A lawyer speaking for the former street gang leader charged with killing rapper Tupac Shakur in 1996 has said he sees “obvious defences” in the murder case in Las Vegas.
“There’s no gun, there’s no car and there’s no witnesses from 27 years ago,” lawyer Ross Goodman told reporters after the briefest of court hearings, at which he told a Nevada judge he was close to being hired to represent Duane “Keffe D” Davis.
Clark County District Judge Tierra Jones gave Davis and Mr Goodman two weeks to reach agreement, saying she wants to “get this case moving”.
She reset Davis’s arraignment for November 2.
Mr Goodman told reporters that although he does not yet represent Davis, he expects Davis will plead not guilty and seek release from jail pending trial.
Clark County district attorney Steve Wolfson did not respond to messages about Mr Goodman’s comments.
Davis, 60, is being held at the Clark County Detention Centre in Las Vegas without bail.
He is originally from Compton, California.
Davis was arrested on September 29 outside a home in suburban Henderson where Mr Goodman said he has lived for more than a decade.
Davis told police that he moved there in January because his wife was involved in opening grocery stores in Nevada.

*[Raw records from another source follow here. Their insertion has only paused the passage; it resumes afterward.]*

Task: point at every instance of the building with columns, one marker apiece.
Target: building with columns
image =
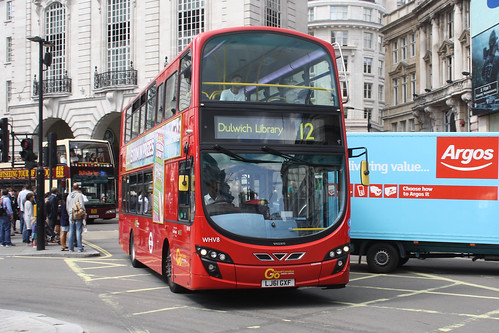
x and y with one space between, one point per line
355 25
104 52
428 68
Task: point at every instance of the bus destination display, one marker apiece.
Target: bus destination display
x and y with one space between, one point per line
269 128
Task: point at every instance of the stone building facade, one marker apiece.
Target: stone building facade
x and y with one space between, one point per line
428 68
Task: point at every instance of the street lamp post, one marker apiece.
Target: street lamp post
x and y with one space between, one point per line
40 172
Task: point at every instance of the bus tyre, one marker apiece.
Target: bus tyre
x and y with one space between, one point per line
167 272
382 258
133 256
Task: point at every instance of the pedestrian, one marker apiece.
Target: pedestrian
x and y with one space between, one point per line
75 223
29 217
15 209
53 212
21 198
6 216
64 223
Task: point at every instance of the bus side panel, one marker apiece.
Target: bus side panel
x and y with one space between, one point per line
124 232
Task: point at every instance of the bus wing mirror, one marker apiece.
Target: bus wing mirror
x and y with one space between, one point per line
364 165
364 173
183 183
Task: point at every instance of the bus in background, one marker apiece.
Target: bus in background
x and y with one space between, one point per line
91 165
88 162
233 165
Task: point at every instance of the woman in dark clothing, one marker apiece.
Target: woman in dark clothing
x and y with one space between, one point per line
64 223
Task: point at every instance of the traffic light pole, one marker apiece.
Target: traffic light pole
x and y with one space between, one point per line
40 172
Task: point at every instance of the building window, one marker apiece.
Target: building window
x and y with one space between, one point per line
339 12
413 85
404 89
380 43
8 54
55 32
118 35
450 24
395 91
381 69
448 68
311 14
191 21
368 88
412 41
8 88
395 51
368 40
412 126
466 14
367 113
368 64
344 66
368 14
403 126
340 37
403 46
10 8
273 10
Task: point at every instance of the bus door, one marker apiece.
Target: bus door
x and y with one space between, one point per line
181 237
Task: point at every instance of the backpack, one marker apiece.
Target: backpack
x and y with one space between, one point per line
77 211
3 211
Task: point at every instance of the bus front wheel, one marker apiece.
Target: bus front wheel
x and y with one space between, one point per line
382 258
168 272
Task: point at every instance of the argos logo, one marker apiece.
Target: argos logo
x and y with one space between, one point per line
467 157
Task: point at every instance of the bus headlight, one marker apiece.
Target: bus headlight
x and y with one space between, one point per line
338 252
210 259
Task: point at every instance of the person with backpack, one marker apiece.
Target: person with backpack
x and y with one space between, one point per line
53 213
6 216
75 206
29 217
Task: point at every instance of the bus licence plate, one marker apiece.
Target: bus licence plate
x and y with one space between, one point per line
278 283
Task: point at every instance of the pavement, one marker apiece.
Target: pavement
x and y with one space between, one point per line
20 321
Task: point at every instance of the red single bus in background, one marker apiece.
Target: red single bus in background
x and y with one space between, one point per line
87 162
234 165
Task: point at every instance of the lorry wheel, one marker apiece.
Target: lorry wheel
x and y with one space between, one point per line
382 258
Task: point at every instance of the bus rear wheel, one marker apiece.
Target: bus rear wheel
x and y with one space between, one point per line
167 272
133 255
382 258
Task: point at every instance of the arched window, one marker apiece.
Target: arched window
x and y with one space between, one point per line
55 32
118 35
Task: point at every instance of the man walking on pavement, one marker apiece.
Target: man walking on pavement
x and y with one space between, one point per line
21 199
75 225
6 216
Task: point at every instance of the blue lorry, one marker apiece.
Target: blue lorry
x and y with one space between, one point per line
430 195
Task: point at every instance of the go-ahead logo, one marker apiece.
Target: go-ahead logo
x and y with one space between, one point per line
467 157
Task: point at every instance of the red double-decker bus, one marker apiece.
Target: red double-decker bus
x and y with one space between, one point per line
233 170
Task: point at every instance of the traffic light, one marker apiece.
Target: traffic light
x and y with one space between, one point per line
50 152
27 152
4 139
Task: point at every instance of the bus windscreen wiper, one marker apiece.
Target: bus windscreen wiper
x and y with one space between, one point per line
289 157
236 156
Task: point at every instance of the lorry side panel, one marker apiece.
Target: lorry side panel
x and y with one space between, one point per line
427 187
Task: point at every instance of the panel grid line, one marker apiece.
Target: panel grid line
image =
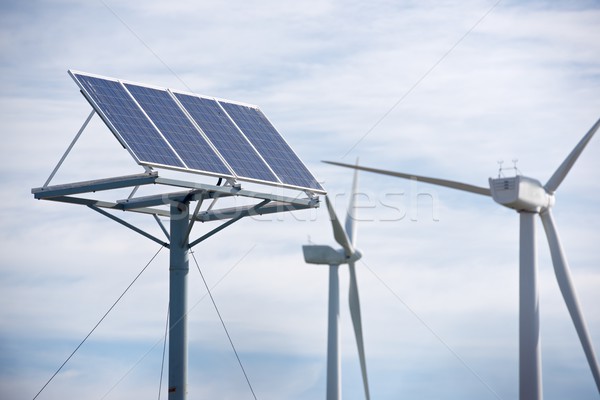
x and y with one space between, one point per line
187 132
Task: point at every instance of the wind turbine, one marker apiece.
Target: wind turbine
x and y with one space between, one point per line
529 197
326 255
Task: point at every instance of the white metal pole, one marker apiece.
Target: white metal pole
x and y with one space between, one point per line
333 337
178 273
530 372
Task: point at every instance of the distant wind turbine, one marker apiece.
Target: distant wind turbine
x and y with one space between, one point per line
326 255
529 197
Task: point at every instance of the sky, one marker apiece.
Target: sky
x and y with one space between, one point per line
435 88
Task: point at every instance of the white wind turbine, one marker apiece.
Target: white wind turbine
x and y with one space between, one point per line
529 197
326 255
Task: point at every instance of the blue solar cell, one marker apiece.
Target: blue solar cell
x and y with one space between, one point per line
179 131
130 123
269 143
223 134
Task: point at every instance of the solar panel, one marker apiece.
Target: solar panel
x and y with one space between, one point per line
269 143
178 130
127 121
223 134
194 133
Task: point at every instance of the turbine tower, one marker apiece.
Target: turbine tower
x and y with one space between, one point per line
529 197
326 255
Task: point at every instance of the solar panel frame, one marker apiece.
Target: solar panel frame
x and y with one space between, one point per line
114 129
279 167
242 140
182 165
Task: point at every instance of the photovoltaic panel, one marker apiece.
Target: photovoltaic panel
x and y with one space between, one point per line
269 143
216 125
127 121
177 129
187 132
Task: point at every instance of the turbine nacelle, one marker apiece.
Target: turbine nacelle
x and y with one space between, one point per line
521 193
327 255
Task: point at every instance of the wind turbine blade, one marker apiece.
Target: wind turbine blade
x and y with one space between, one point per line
435 181
338 232
563 276
351 214
357 323
562 171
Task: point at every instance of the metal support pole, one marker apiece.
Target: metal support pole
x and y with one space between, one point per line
530 365
333 338
178 273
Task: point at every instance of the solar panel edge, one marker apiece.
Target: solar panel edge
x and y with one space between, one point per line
317 187
98 109
292 150
180 96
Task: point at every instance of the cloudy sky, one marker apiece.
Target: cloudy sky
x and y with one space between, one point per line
439 88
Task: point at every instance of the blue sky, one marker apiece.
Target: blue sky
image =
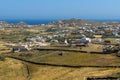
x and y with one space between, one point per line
59 9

He is accused of orchestrating and enabling a drive-by shooting that killed Shakur and wounded rap music mogul Marion “Suge” Knight after a brawl at a Las Vegas Strip casino involving Shakur and Davis’s nephew, Orlando “Baby Lane” Anderson.

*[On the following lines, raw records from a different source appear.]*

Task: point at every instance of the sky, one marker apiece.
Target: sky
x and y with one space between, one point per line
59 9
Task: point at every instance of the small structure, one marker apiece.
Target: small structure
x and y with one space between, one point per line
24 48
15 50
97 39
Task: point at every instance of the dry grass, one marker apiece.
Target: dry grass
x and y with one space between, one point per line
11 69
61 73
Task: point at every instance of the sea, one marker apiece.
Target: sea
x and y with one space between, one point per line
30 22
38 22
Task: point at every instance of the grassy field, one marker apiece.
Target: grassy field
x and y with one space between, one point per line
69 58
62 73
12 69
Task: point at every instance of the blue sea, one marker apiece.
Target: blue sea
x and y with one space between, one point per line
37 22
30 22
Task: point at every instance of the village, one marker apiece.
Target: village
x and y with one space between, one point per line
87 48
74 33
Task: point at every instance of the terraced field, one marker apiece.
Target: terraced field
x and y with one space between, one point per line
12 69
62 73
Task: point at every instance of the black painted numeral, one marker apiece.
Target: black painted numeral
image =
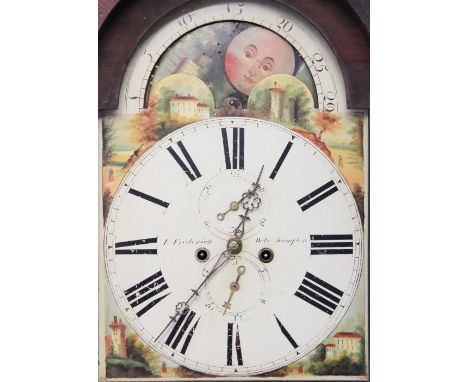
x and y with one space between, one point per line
319 293
237 148
286 333
149 198
281 160
318 195
234 341
147 293
331 244
136 251
193 172
180 328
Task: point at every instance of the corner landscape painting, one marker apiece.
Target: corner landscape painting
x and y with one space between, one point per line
206 74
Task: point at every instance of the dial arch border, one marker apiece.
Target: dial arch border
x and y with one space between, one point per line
129 21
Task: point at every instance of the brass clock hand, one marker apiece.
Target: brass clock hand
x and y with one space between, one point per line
234 286
234 205
234 246
183 307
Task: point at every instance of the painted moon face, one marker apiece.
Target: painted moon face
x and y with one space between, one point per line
255 54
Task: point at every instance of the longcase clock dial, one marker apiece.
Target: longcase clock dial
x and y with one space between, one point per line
237 233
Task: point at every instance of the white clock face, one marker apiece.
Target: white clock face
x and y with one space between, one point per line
294 30
267 305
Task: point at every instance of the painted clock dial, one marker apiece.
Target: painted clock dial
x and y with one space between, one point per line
270 303
231 47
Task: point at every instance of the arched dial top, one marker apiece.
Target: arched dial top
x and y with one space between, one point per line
303 37
289 282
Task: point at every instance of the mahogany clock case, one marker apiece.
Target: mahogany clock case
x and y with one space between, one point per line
322 100
128 21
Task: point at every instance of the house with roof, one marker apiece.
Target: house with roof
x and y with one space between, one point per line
345 344
117 339
282 108
187 107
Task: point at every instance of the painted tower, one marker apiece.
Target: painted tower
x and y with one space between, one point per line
118 339
277 101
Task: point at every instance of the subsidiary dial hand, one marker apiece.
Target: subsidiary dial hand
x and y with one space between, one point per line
234 286
249 199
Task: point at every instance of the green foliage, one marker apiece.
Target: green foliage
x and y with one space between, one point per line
127 363
108 136
140 352
165 95
357 134
336 366
262 102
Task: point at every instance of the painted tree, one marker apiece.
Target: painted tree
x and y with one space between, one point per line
357 133
144 130
325 121
303 108
108 135
141 352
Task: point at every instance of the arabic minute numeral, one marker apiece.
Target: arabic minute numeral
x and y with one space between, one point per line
284 24
185 20
317 60
236 9
329 101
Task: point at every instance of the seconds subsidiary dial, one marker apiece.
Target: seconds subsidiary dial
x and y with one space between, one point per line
233 246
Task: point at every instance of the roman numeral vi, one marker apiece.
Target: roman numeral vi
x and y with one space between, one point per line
234 341
180 328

In interviews and a 2019 tell-all memoir that described his life as a leader of a Crips gang sect in Compton, Davis said he obtained a .40-calibre handgun and handed it to Anderson in the back seat of a car from which he and authorities say shots were fired at Shakur and Knight in another car at an intersection near the Las Vegas Strip.
Davis did not identify Anderson as the shooter.
Shakur, 25, died a week later in a nearby hospital.
Knight was wounded but survived.
Now 58, Knight is serving a 28-year prison sentence for the death of a Compton businessman in 2015.
Anderson denied involvement in Shakur’s death and died in May 1998 aged 23 in a shooting in Compton.
The other two men in the car are also dead.
A Las Vegas police detective gave evidence to a grand jury that police do not have the gun that was used to shoot at Shakur and Knight, nor did they find the vehicle from which shots were fired.